Si la diffusion culturelle demeure laborieuse, la création elle-même n’est pas forcément d’une qualité suffisante pour intégrer le patrimoine national. Ainsi, Luc Ngowet n’hésite pas à se montrer très critique vis-à-vis de ses collègues écrivains : « Malgré des avancées formelles, les lettres gabonaises n’ont connu aucun bouleversement de fond », à l’instar des mutations dont ont bénéficié des domaines aussi variés que la musique ou les arts plastiques. Et Ngowet d’insister sur cette pénurie «Peut-être m’opposera-t-on que [Justine Mintsa] s’est fait publier récemment chez Gallimard. À y regarder de plus près, ce n’est pourtant pas un gage de prouesse littéraire. » Reste que si, de Ben Okri à Soyinka, le Nigeria peut aligner un nombre impressionnant de grandes plumes, sans doute le doit-il aussi à son vivier artistique. Cent vingt fois plus peuplé que le Gabon, il n’est pas anormal qu’il compte cent vingt fois plus d’artistes de renom.
Malgré sa taille, le pays ne peut que compter sur les siens. C’est pourquoi l’auteur appelle à une véritable mobilisation des intellectuels à l’instar de ceux qui, à Ouaga, Cotonou ou Yaoundé, n’hésitent pas à jouer un rôle citoyen. « L’élite, après des lustres de pratiques assidues de la langue de bois, de silences, de compromissions ou d’attitudes velléitaires, paraît peu à peu sortir de sa torpeur. Bravo. On ne peut que s’en féliciter. Car ses responsabilités sont immenses [...] : éduquer, informer, prévenir, aider à donner du sens, revaloriser et démocratiser la culture. À défaut, pour l’heure, d’une réelle culture de la démocratie. »

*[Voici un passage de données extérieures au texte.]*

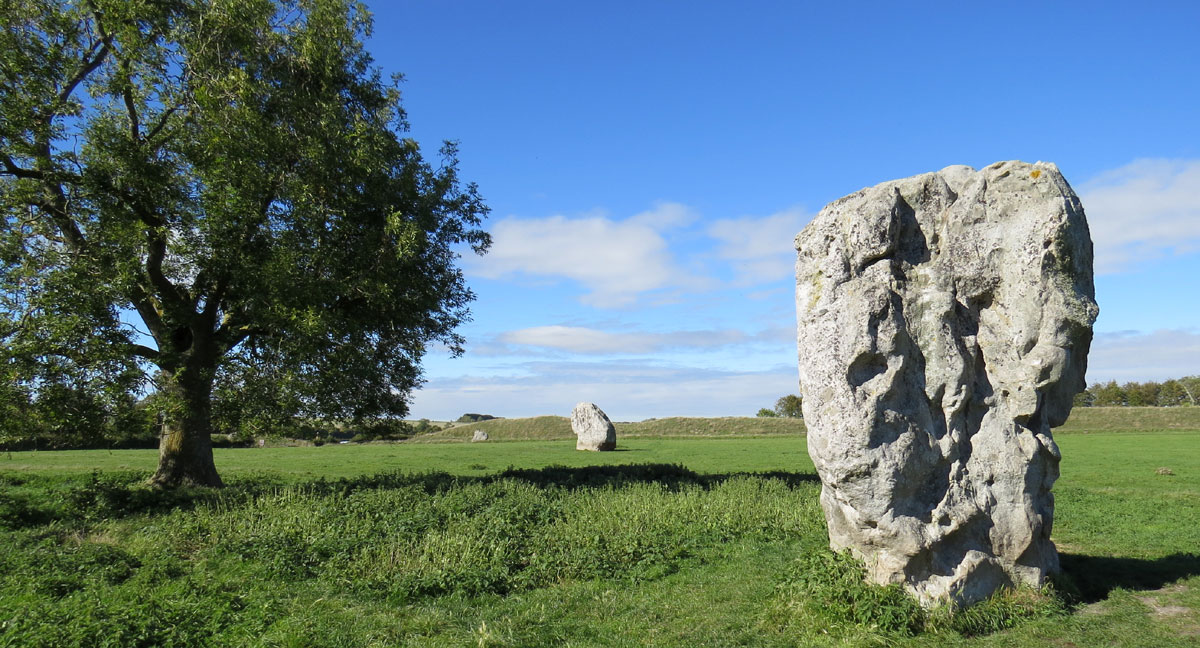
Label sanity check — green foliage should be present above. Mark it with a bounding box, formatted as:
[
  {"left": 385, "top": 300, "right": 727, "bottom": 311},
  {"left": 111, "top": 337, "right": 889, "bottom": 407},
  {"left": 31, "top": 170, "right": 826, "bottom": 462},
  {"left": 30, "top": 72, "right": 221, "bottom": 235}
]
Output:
[
  {"left": 930, "top": 587, "right": 1067, "bottom": 637},
  {"left": 775, "top": 394, "right": 804, "bottom": 419},
  {"left": 0, "top": 0, "right": 490, "bottom": 485},
  {"left": 779, "top": 550, "right": 925, "bottom": 636},
  {"left": 1075, "top": 376, "right": 1200, "bottom": 407}
]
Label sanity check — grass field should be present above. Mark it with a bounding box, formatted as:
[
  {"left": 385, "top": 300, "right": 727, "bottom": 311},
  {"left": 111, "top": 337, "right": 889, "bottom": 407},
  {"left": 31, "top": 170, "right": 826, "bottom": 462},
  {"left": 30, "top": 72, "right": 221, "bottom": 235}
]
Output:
[
  {"left": 0, "top": 416, "right": 1200, "bottom": 648},
  {"left": 414, "top": 407, "right": 1200, "bottom": 442}
]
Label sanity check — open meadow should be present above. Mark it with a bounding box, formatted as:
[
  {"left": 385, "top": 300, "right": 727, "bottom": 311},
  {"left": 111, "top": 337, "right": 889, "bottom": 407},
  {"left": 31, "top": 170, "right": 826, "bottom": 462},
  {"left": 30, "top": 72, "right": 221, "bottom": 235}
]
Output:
[{"left": 0, "top": 408, "right": 1200, "bottom": 648}]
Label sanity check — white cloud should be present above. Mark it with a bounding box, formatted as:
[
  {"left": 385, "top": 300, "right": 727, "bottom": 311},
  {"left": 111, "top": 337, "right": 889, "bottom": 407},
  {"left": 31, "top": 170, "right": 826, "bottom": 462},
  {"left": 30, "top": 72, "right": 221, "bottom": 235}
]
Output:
[
  {"left": 467, "top": 203, "right": 695, "bottom": 307},
  {"left": 1079, "top": 160, "right": 1200, "bottom": 274},
  {"left": 708, "top": 208, "right": 812, "bottom": 284},
  {"left": 1087, "top": 330, "right": 1200, "bottom": 384},
  {"left": 413, "top": 362, "right": 797, "bottom": 421},
  {"left": 498, "top": 325, "right": 793, "bottom": 354}
]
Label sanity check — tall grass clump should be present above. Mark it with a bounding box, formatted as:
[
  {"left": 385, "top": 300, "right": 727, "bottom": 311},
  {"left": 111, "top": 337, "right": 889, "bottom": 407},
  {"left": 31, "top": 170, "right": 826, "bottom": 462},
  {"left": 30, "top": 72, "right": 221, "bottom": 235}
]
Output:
[{"left": 0, "top": 466, "right": 822, "bottom": 646}]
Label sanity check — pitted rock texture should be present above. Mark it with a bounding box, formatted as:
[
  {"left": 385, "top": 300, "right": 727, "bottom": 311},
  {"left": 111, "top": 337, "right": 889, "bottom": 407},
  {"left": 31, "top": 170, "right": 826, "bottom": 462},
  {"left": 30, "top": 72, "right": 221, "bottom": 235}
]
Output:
[
  {"left": 571, "top": 403, "right": 617, "bottom": 450},
  {"left": 796, "top": 162, "right": 1098, "bottom": 606}
]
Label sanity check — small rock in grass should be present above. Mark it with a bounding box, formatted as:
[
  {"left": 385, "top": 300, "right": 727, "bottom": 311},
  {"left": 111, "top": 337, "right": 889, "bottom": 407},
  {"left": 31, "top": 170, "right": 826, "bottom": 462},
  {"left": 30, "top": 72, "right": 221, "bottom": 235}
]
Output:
[{"left": 571, "top": 403, "right": 617, "bottom": 450}]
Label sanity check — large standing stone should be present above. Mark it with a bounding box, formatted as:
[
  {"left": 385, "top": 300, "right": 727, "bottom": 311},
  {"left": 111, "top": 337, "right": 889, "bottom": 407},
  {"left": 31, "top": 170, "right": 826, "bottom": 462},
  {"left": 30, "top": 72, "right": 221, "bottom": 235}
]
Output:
[
  {"left": 571, "top": 403, "right": 617, "bottom": 450},
  {"left": 796, "top": 162, "right": 1098, "bottom": 605}
]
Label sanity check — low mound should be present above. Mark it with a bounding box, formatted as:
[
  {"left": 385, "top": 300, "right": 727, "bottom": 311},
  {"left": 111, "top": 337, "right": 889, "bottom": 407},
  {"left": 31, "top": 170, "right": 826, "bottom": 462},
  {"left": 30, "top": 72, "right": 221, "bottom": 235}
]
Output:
[
  {"left": 1055, "top": 407, "right": 1200, "bottom": 432},
  {"left": 412, "top": 416, "right": 805, "bottom": 444}
]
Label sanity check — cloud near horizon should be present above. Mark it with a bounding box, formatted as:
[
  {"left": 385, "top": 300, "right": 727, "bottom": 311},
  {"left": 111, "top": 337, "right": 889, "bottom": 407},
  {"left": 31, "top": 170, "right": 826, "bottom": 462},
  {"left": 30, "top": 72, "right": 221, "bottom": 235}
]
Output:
[
  {"left": 497, "top": 325, "right": 793, "bottom": 354},
  {"left": 708, "top": 208, "right": 812, "bottom": 286},
  {"left": 1087, "top": 329, "right": 1200, "bottom": 384},
  {"left": 1078, "top": 158, "right": 1200, "bottom": 275},
  {"left": 413, "top": 362, "right": 797, "bottom": 421}
]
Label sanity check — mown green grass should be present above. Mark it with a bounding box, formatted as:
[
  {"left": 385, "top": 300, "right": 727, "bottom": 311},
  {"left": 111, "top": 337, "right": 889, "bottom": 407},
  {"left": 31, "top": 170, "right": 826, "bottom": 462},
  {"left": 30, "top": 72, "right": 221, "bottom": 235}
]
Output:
[
  {"left": 0, "top": 432, "right": 1200, "bottom": 648},
  {"left": 1055, "top": 407, "right": 1200, "bottom": 433},
  {"left": 413, "top": 416, "right": 805, "bottom": 444},
  {"left": 0, "top": 436, "right": 812, "bottom": 481}
]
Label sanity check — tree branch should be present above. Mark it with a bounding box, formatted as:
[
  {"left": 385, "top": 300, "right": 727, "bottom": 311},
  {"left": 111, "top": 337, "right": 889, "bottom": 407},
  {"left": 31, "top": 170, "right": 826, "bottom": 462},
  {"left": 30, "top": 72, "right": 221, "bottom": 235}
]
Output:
[
  {"left": 143, "top": 229, "right": 187, "bottom": 308},
  {"left": 130, "top": 344, "right": 160, "bottom": 362},
  {"left": 40, "top": 34, "right": 112, "bottom": 120},
  {"left": 2, "top": 154, "right": 46, "bottom": 180}
]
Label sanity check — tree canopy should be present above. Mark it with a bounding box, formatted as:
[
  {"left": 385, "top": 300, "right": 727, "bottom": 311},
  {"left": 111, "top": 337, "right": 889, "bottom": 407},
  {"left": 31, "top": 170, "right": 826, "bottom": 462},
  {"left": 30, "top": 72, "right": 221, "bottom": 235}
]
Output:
[{"left": 0, "top": 0, "right": 491, "bottom": 486}]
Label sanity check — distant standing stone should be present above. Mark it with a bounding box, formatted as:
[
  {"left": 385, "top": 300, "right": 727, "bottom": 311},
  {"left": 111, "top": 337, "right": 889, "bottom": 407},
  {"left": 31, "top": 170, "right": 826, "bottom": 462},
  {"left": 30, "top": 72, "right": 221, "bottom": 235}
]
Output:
[{"left": 571, "top": 403, "right": 617, "bottom": 450}]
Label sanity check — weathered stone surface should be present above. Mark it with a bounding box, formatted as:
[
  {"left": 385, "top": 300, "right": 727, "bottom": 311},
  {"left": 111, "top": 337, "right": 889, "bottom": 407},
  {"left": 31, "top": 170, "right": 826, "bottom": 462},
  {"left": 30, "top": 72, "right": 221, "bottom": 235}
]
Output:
[
  {"left": 796, "top": 162, "right": 1098, "bottom": 605},
  {"left": 571, "top": 403, "right": 617, "bottom": 450}
]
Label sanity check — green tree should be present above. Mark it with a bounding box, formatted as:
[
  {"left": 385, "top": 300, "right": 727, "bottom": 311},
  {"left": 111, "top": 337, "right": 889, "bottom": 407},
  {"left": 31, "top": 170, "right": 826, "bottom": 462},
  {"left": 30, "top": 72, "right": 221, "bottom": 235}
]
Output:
[
  {"left": 775, "top": 394, "right": 804, "bottom": 419},
  {"left": 0, "top": 0, "right": 490, "bottom": 487},
  {"left": 1090, "top": 380, "right": 1129, "bottom": 407}
]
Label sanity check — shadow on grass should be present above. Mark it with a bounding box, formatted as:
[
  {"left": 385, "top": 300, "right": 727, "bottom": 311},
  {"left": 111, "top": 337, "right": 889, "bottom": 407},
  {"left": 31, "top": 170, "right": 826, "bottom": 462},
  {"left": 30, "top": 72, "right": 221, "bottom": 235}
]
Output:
[
  {"left": 1058, "top": 553, "right": 1200, "bottom": 602},
  {"left": 0, "top": 463, "right": 818, "bottom": 529}
]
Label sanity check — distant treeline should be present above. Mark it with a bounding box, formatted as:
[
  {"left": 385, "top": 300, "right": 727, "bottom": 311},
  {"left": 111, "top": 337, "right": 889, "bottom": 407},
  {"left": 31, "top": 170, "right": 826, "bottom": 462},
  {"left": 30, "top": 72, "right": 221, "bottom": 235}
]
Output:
[{"left": 1075, "top": 376, "right": 1200, "bottom": 407}]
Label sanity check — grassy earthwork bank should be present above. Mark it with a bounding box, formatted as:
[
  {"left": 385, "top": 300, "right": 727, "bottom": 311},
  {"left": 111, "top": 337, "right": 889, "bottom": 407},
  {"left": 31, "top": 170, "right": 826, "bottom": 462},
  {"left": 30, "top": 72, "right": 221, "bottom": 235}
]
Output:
[{"left": 0, "top": 417, "right": 1200, "bottom": 648}]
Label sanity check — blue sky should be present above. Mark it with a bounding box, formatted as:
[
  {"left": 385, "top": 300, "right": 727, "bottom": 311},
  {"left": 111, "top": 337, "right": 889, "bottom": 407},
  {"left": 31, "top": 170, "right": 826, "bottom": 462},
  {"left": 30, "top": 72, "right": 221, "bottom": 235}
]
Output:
[{"left": 368, "top": 0, "right": 1200, "bottom": 420}]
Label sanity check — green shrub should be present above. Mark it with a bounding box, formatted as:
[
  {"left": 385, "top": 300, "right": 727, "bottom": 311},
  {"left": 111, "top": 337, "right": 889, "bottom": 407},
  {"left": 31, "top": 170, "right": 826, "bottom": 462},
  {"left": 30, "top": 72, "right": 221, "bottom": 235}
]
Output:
[{"left": 778, "top": 550, "right": 925, "bottom": 636}]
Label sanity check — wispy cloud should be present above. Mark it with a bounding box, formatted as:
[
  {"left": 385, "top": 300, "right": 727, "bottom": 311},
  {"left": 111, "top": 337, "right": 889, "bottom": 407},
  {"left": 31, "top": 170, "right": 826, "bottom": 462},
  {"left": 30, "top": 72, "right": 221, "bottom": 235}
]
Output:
[
  {"left": 1087, "top": 329, "right": 1200, "bottom": 383},
  {"left": 1079, "top": 160, "right": 1200, "bottom": 274},
  {"left": 498, "top": 325, "right": 794, "bottom": 354},
  {"left": 708, "top": 208, "right": 812, "bottom": 286},
  {"left": 467, "top": 203, "right": 695, "bottom": 307},
  {"left": 413, "top": 362, "right": 797, "bottom": 421}
]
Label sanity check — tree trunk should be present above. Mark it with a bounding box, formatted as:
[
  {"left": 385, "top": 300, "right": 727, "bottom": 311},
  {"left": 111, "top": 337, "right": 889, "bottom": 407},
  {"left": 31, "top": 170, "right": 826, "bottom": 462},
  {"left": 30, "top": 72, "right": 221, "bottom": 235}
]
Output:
[{"left": 150, "top": 370, "right": 224, "bottom": 488}]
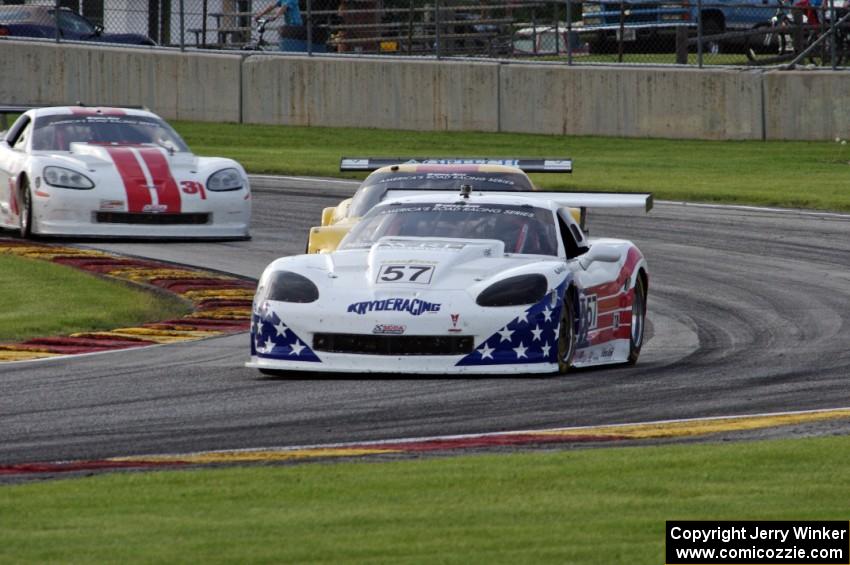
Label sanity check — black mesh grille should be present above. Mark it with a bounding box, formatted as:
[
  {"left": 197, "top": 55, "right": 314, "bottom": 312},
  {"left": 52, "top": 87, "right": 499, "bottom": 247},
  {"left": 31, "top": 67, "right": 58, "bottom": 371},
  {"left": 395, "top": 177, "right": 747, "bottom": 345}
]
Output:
[
  {"left": 94, "top": 212, "right": 210, "bottom": 226},
  {"left": 313, "top": 333, "right": 474, "bottom": 355}
]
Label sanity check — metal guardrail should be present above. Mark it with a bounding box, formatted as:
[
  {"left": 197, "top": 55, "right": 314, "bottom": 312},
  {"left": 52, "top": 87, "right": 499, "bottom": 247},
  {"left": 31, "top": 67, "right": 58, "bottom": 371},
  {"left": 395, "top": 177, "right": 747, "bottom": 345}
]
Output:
[{"left": 0, "top": 0, "right": 850, "bottom": 68}]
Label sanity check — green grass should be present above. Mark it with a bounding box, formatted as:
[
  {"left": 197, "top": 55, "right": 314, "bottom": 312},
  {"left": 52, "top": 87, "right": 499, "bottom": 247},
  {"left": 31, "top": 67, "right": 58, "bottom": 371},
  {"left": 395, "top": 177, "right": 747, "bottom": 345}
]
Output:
[
  {"left": 176, "top": 122, "right": 850, "bottom": 210},
  {"left": 0, "top": 255, "right": 189, "bottom": 342},
  {"left": 0, "top": 437, "right": 850, "bottom": 564}
]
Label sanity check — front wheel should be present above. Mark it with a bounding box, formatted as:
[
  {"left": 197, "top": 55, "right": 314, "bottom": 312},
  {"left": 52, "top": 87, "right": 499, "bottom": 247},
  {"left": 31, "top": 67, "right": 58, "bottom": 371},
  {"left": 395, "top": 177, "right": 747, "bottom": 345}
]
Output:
[
  {"left": 18, "top": 179, "right": 32, "bottom": 239},
  {"left": 558, "top": 293, "right": 576, "bottom": 375},
  {"left": 628, "top": 276, "right": 646, "bottom": 365}
]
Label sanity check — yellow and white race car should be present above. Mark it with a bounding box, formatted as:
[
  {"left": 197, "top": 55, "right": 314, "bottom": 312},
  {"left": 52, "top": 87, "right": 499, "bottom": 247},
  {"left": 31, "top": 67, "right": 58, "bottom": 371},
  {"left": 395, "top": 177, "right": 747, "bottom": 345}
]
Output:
[{"left": 307, "top": 157, "right": 573, "bottom": 253}]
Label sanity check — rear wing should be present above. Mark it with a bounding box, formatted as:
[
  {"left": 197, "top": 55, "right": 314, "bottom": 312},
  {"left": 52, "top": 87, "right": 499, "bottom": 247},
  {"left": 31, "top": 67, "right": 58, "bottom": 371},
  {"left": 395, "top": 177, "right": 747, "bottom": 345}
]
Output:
[
  {"left": 339, "top": 157, "right": 573, "bottom": 173},
  {"left": 385, "top": 188, "right": 654, "bottom": 230}
]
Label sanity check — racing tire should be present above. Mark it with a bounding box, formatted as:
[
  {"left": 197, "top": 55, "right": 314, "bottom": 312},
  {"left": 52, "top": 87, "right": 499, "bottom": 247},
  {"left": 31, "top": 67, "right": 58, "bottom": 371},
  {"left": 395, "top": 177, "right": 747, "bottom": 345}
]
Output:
[
  {"left": 18, "top": 178, "right": 32, "bottom": 239},
  {"left": 558, "top": 293, "right": 576, "bottom": 375},
  {"left": 628, "top": 275, "right": 646, "bottom": 365}
]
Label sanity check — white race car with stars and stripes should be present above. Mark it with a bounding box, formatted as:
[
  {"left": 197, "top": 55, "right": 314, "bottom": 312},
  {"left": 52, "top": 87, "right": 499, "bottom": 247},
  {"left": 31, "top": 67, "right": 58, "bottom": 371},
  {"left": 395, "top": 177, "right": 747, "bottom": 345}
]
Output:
[
  {"left": 247, "top": 186, "right": 652, "bottom": 375},
  {"left": 0, "top": 106, "right": 251, "bottom": 239}
]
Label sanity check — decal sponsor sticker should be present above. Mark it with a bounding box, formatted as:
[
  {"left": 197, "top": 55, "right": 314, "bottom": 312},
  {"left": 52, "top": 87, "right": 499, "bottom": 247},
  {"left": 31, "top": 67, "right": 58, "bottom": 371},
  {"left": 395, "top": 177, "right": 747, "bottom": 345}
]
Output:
[
  {"left": 99, "top": 200, "right": 124, "bottom": 210},
  {"left": 372, "top": 324, "right": 407, "bottom": 335},
  {"left": 346, "top": 298, "right": 441, "bottom": 316}
]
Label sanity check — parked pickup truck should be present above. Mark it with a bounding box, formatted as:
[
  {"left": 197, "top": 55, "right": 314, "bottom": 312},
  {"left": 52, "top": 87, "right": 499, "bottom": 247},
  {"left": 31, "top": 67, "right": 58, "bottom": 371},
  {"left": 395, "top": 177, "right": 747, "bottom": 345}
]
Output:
[{"left": 582, "top": 0, "right": 779, "bottom": 53}]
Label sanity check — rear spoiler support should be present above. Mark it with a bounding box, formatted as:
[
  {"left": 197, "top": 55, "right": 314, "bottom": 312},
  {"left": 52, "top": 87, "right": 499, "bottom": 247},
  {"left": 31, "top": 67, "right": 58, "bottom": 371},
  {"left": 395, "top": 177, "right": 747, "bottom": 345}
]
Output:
[
  {"left": 386, "top": 188, "right": 654, "bottom": 231},
  {"left": 339, "top": 157, "right": 573, "bottom": 173},
  {"left": 0, "top": 102, "right": 148, "bottom": 131}
]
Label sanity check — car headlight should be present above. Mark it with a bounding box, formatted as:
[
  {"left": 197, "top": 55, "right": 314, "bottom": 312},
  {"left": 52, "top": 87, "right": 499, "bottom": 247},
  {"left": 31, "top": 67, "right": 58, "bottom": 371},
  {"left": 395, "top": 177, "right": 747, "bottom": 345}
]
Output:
[
  {"left": 258, "top": 271, "right": 319, "bottom": 303},
  {"left": 41, "top": 167, "right": 94, "bottom": 190},
  {"left": 476, "top": 275, "right": 549, "bottom": 306},
  {"left": 207, "top": 168, "right": 243, "bottom": 192}
]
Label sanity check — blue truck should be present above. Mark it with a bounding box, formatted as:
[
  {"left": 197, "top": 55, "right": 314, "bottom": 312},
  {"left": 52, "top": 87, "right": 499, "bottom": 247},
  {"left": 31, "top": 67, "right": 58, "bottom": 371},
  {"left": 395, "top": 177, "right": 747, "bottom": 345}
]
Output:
[{"left": 581, "top": 0, "right": 779, "bottom": 53}]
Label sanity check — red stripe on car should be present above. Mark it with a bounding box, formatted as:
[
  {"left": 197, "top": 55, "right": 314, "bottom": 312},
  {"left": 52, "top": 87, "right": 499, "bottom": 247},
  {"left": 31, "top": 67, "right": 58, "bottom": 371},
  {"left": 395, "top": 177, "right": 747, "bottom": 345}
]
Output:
[
  {"left": 138, "top": 147, "right": 180, "bottom": 214},
  {"left": 104, "top": 147, "right": 153, "bottom": 212}
]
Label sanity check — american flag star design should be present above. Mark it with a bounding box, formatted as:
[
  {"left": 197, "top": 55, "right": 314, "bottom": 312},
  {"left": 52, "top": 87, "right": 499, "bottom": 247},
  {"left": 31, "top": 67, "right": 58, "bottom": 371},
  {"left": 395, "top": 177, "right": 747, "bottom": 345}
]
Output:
[
  {"left": 457, "top": 281, "right": 567, "bottom": 366},
  {"left": 251, "top": 304, "right": 322, "bottom": 363}
]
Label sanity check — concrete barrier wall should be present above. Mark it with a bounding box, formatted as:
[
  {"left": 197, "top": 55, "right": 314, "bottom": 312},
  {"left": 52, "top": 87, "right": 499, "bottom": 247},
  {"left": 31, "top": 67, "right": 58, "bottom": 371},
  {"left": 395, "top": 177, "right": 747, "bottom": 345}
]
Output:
[
  {"left": 0, "top": 41, "right": 850, "bottom": 140},
  {"left": 242, "top": 56, "right": 499, "bottom": 131},
  {"left": 0, "top": 41, "right": 242, "bottom": 122},
  {"left": 500, "top": 65, "right": 763, "bottom": 139},
  {"left": 764, "top": 70, "right": 850, "bottom": 140}
]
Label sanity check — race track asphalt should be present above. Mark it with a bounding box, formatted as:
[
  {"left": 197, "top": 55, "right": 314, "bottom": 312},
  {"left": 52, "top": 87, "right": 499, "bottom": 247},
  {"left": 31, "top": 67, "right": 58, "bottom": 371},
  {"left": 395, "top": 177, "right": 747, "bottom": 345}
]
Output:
[{"left": 0, "top": 179, "right": 850, "bottom": 464}]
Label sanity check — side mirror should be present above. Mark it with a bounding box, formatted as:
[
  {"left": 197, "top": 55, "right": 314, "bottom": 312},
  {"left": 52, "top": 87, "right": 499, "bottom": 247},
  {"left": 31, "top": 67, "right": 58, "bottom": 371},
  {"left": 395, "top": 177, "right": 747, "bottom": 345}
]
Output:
[{"left": 579, "top": 247, "right": 621, "bottom": 271}]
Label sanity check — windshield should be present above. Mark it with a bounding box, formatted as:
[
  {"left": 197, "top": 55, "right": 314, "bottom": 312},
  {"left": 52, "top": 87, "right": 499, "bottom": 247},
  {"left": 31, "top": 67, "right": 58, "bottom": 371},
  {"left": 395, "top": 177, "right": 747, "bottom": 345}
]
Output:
[
  {"left": 49, "top": 10, "right": 95, "bottom": 35},
  {"left": 32, "top": 114, "right": 189, "bottom": 151},
  {"left": 348, "top": 171, "right": 534, "bottom": 218},
  {"left": 339, "top": 202, "right": 558, "bottom": 255}
]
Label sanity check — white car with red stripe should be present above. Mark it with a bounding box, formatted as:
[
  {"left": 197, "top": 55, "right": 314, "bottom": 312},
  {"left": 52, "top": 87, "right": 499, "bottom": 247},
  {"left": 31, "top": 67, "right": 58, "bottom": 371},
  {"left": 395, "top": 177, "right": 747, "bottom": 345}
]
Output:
[
  {"left": 0, "top": 106, "right": 251, "bottom": 239},
  {"left": 247, "top": 189, "right": 652, "bottom": 375}
]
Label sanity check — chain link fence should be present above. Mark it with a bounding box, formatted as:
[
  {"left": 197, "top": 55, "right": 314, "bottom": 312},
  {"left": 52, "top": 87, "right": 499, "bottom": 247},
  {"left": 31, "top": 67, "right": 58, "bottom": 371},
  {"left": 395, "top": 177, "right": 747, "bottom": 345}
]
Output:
[{"left": 0, "top": 0, "right": 850, "bottom": 68}]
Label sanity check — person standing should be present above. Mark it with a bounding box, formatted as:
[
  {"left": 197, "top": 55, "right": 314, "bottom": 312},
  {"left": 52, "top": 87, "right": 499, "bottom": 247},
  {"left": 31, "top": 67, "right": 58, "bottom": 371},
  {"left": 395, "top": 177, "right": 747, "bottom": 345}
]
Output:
[{"left": 254, "top": 0, "right": 307, "bottom": 51}]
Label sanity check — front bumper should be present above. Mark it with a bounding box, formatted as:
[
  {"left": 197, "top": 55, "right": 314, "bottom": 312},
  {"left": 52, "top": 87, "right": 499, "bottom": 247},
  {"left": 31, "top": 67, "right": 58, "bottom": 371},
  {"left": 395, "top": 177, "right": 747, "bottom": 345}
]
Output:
[
  {"left": 32, "top": 188, "right": 251, "bottom": 239},
  {"left": 246, "top": 288, "right": 563, "bottom": 375}
]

Pour brosser ce tableau sans concession de la culture de son pays, Luc Ngowet ne prend pas de gants. Quitte à se faire de nombreux ennemis. C’est aussi pour cela que la fondation Raponda Walker a choisi d’éditer son essai. Sans céder à la provocation gratuite, les ouvrages qu’elle publie donnent à lire un point de vue différent. Parfois même détonnant. Ainsi, dans un précédent ouvrage consacré à l’État au Gabon, le juriste Guy Rossatanga titillait ses concitoyens sur leur « gabonité », estimant que «le dernier des Gabonais se considère comme différent (en termes de supériorité) de tout autre Africain, du seul fait d’être né gabonais ». De quoi stimuler la réflexion de ses contemporains sans craindre de s’attirer leurs critiques. Ou même de susciter leur mécontentement. Et si c’était simplement cela, un intellectuel?
Cet article en le lisant, stimule en donnant des moyens sécurisant et visant une amélioration dans le choix de nos loisirs , préservant toujours la qualité en incluant en premier choix pour nos enfants des valeurs intellectuelles.
Les médias locaux ont un contenu bien restreint qui abrutit sans relâche les masses plus qu’ils ne les instruisent. Je crois qu’il y a un malaise profond dans la promotion d’idées et d’implantation de réelles structures qui militeront pour la culture. Bien triste car les valeurs ne cessent de se niveler au ras du bitume. L’heure est à la prise de conscience. Continuez à écrire et à publier. Nous achèterons vos œuvres et inciterons d’autres à faire autant pour que vous désespériez pas dans votre solitude de penseur bien isolé. Partager des vues contraires dans un tel contexte est toujours très exigeant. Du courage!